In a small bowl, stir together mayonnaise, sour cream, half of the cotija cheese, serrano (if using), cilantro, lime zest and cayenne.
Place the corn on the hottest part of the grill and cook, turning occasionally, until deep golden brown and charred in places, 8 to 10 minutes.
Remove the corn from the grill and immediately use a brush or spoon to liberally coat each ear of corn with the cheese mixture before transferring to a platter.
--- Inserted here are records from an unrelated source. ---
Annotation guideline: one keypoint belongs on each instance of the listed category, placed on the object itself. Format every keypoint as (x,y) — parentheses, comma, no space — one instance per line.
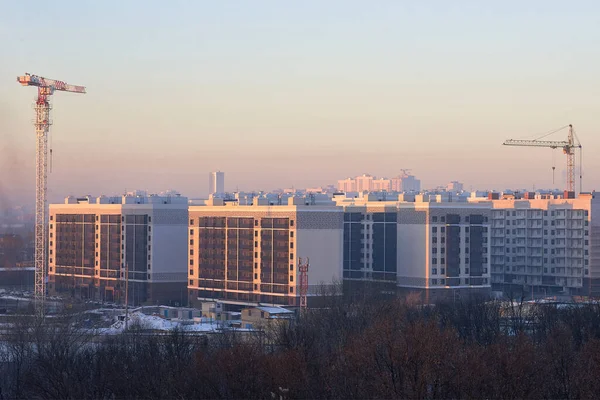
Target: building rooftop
(274,310)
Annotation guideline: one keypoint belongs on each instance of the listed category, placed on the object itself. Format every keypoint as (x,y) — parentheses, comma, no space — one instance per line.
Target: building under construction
(101,248)
(247,251)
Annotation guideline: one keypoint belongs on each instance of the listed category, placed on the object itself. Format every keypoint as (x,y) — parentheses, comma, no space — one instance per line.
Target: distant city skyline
(297,94)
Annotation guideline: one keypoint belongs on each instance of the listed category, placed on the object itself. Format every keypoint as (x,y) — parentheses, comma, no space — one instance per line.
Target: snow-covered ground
(153,322)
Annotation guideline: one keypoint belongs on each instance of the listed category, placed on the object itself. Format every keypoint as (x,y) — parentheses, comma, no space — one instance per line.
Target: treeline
(359,350)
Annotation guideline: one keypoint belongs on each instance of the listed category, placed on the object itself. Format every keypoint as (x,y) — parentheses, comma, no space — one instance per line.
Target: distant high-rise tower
(216,182)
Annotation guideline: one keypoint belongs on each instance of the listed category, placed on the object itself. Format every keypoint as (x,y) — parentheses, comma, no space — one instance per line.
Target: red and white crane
(46,88)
Garnish each cob with a sprinkle of the remaining cotija, cilantro and chives. Serve with hot sauce and lime wedges on the side to squeeze over the top.
Nutritional Info:
Per serving: .
Note: We've provided special diet and nutritional information for educational purposes. But remember - we're cooks, not doctors! You should follow the advice of your health-care provider. And since product formulations change, check product labels for the most recent ingredient information.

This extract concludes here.